By default, RXU works as if OPTIONS DEFAULTSTRING TEXT had been specified.

Note. Currently, OPTIONS DEFAULTSTRING does not apply to variable and constant symbols. This will be fixed in a future release.

Implementation restriction: This is currently a global option. You can change it inside a procedure, and it will apply globally, not only to the procedure scope.

Examples.

Say Stringtype("string")                          -- BYTES (the default)
Options Defaultstring CODEPOINTS
Say Stringtype("string")                          -- CODEPOINTS
Say Stringtype(1024)                              -- CODEPOINTS too
Say Stringtype("12"X)                             -- BYTES: X, B and U strings are always BYTES strings
Say Stringtype("string"T)                         -- TEXT (Explicit suffix)

Implementation notes:

RXU translates an unsuffixed string "string" to the following expression:

(U:Default("string"))

Default is a helper routine defined in Unicode.cls, and U is a suitable namespace for Unicode.cls. The Default routine implements the current OPTIONS DEFAULTSTRING setting.

OPTIONS COERCIONS

Diagram for the OPTIONS COERCIONS instruction

OPTIONS COERCIONS behaviour, where behaviour can be one of PROMOTE, DEMOTE, LEFT, RIGHT or NONE. This instruction determines the behaviour of the language processor when a binary operation is attempted in which the operators are of different string types, for example, when a BYTES string is contatenated to a TEXT string, or when a CODEPOINTS number is added to a BYTES number.

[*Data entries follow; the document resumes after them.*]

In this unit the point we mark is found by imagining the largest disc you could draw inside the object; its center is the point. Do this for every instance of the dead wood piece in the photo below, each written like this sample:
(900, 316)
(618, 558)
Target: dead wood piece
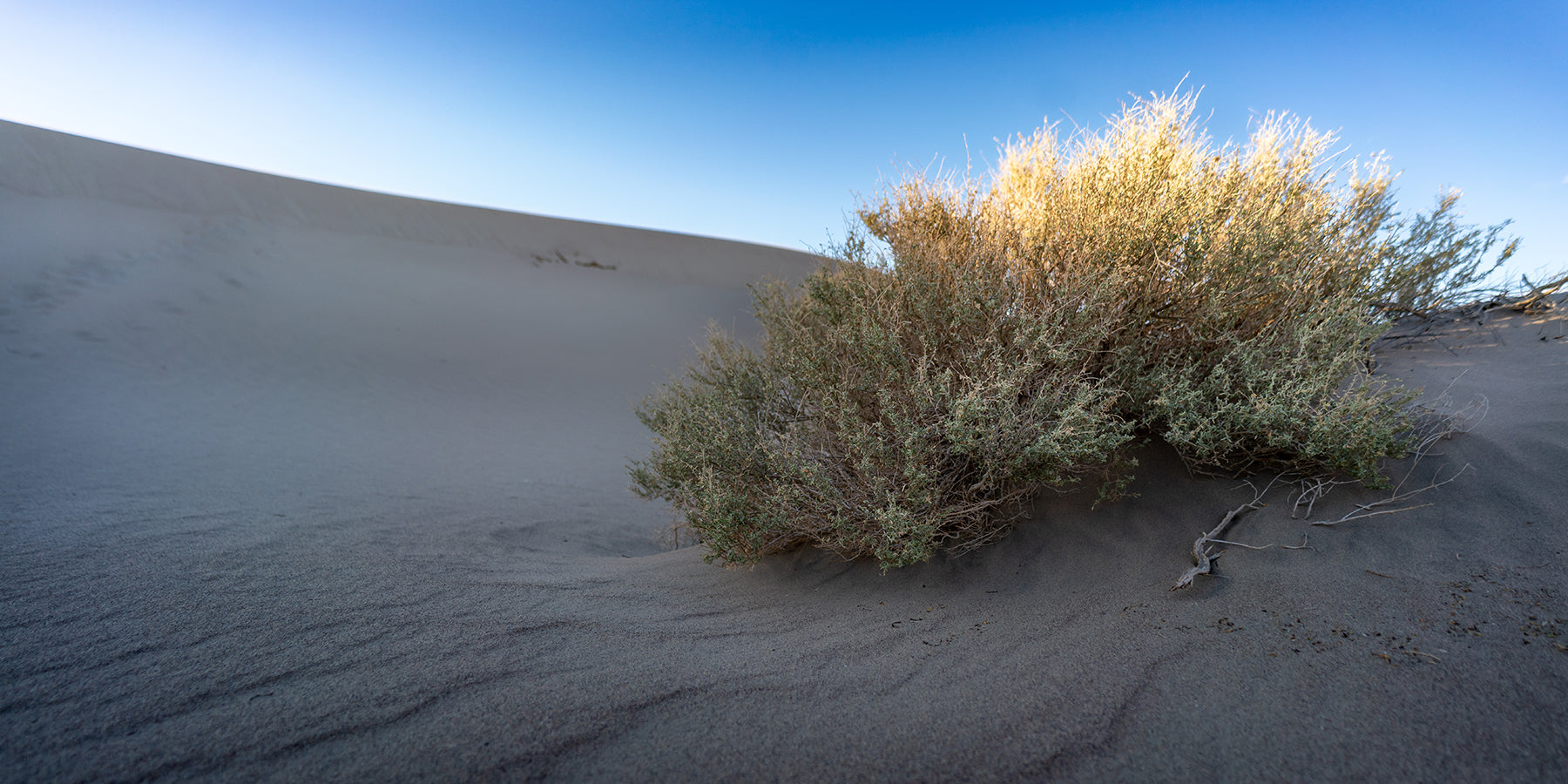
(1200, 549)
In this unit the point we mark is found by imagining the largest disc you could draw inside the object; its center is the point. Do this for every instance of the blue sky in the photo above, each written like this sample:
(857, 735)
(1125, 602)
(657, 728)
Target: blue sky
(764, 121)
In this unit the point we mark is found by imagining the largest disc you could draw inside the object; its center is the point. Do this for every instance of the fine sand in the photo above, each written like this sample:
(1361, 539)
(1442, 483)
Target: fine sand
(301, 482)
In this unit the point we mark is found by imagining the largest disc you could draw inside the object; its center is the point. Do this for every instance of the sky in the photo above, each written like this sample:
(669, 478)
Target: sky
(770, 123)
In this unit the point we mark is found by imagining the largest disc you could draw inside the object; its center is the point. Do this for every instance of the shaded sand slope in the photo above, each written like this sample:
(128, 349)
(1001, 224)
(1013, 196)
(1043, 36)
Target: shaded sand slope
(305, 482)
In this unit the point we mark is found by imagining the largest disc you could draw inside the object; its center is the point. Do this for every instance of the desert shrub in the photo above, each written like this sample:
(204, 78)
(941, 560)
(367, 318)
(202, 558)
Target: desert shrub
(974, 342)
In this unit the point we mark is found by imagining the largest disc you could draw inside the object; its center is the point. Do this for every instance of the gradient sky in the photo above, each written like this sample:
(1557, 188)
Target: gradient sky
(767, 121)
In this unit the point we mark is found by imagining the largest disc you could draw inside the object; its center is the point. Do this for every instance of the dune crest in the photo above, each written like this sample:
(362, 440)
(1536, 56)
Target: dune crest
(300, 482)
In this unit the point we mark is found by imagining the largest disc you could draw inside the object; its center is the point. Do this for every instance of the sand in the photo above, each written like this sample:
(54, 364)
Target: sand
(300, 482)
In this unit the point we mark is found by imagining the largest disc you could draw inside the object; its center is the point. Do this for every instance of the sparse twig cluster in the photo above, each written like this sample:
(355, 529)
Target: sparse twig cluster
(976, 342)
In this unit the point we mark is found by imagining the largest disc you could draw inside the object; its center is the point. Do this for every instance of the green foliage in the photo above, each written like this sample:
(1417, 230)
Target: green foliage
(979, 342)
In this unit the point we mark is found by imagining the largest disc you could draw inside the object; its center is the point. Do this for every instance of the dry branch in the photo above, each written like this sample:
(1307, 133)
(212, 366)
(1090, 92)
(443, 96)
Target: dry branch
(1200, 549)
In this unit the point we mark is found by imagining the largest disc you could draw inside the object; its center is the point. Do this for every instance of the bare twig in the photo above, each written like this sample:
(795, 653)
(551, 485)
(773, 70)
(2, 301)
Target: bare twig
(1364, 510)
(1295, 546)
(1200, 549)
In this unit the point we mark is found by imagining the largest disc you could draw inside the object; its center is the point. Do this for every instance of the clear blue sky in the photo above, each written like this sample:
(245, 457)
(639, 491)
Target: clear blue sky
(762, 121)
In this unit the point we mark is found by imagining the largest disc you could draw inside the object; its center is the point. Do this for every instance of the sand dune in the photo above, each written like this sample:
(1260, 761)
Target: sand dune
(305, 482)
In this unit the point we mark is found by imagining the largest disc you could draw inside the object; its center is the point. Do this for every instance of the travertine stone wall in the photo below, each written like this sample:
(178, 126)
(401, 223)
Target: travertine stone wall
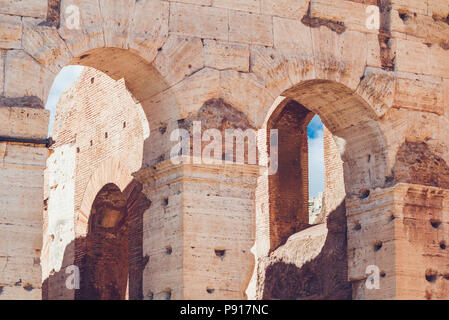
(98, 138)
(384, 92)
(22, 164)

  • When behaviour is NONE a Syntax error will be raised.
  • When behaviour is PROMOTE, the result of the operation will have the type of the highest operand (i.e., TEXT when at least one of the operands is TEXT, or else CODEPOINTS when at least one of the operands is CODEPOINTS, or BYTES in all other cases).
  • When behaviour is DEMOTE, the result of the operation will have the type of the lowest operand (i.e., BYTES when at least one of the operands is BYTES, or else CODEPOINTS when at least one of the operands is CODEPOINTS, or TEXT in all other cases).
  • When behaviour is LEFT, the result of the operation will have the type of the left operand.
  • When behaviour is RIGHT, the result of the operation will have the type of the right operand.

Currently, OPTIONS COERCIONS is implemented for concatenation, arithmentic and logical operators only.

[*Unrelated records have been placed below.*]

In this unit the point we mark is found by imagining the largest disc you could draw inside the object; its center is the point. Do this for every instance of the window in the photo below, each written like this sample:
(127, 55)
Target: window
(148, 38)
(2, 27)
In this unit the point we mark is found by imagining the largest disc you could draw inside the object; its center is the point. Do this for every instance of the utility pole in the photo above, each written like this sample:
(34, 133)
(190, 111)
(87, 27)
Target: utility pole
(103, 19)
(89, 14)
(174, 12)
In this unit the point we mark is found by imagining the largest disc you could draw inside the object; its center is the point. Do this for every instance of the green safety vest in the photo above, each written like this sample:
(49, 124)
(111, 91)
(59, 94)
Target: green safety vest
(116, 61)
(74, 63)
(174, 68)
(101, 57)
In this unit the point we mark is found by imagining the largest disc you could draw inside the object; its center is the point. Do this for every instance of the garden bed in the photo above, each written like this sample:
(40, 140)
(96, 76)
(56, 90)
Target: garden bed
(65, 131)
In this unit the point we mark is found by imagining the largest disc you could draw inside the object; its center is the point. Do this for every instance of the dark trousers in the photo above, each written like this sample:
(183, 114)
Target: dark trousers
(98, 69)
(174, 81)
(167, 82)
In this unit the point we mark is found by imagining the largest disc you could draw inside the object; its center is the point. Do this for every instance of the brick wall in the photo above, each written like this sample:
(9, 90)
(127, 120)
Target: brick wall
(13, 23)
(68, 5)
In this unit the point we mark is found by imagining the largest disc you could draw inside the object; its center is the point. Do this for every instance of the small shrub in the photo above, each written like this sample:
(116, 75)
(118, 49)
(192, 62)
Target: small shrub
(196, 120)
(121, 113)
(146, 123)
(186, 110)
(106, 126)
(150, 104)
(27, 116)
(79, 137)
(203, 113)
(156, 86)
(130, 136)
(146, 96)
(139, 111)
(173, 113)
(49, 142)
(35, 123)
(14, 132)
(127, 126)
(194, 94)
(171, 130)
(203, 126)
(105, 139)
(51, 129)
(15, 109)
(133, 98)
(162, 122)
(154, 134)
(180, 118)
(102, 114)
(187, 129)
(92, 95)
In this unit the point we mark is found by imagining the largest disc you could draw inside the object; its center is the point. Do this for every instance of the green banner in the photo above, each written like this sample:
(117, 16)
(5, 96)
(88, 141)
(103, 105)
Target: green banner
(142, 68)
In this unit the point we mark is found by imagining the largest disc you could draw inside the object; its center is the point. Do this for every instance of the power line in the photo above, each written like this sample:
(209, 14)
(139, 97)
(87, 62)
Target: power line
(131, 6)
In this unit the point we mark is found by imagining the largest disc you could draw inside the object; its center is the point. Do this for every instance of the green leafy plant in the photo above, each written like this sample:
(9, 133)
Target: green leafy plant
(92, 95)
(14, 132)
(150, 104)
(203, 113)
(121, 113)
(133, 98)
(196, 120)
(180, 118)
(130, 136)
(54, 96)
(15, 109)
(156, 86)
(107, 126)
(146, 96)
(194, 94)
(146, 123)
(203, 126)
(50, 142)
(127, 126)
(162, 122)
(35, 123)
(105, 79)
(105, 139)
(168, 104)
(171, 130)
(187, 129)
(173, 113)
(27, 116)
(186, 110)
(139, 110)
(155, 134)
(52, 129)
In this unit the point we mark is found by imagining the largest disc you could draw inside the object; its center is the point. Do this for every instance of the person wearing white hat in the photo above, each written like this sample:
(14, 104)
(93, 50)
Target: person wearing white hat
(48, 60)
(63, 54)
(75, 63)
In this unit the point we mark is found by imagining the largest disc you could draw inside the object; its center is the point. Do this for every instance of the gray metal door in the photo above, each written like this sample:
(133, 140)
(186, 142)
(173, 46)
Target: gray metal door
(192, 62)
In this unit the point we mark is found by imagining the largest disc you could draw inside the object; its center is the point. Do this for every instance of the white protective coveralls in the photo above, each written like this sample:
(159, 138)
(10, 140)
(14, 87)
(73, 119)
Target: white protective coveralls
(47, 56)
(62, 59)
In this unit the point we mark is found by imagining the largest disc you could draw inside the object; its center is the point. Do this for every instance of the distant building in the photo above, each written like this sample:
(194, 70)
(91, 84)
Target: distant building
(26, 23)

By default, RXU works as if OPTIONS COERCIONS PROMOTE had been specified.

Note. This variant of the OPTIONS instruction is highly experimental. Its only purpose is to allow experimentation with implicit coercions. Once a decision is taken about the preferred coercion mechanism, it will be removed.

Implementation restriction: This is a global option. You can change it inside a procedure, and it will apply globally, not only to the current scope.

Examples.

Code could not be displayed because of the following error:
     2 *-* Say Stringtype( "Left"B || "Right"P )             -- CODEPOINTS
Error 15 in /media/sf_C/Dropbox/Webs/ssl/rexx.epbcn.com/TUTOR/doc/options/readme.md, line 82:  Invalid hexadecimal or binary string.
Error 15.4:  Only 0, 1, and whitespace characters are valid in a binary string; found "L".

Implementation notes

The RXU Rexx Preprocessor for Unicode implements the OPTIONS instruction in the following way: when an OPTIONS instruction is encountered, say

OPTIONS optiona optionb

the preprocessor transforms it into

Do; !Options = optiona optionb; Call !Options !Options; Options !Options; End

!OPTIONS is a routine defined in Unicode.cls.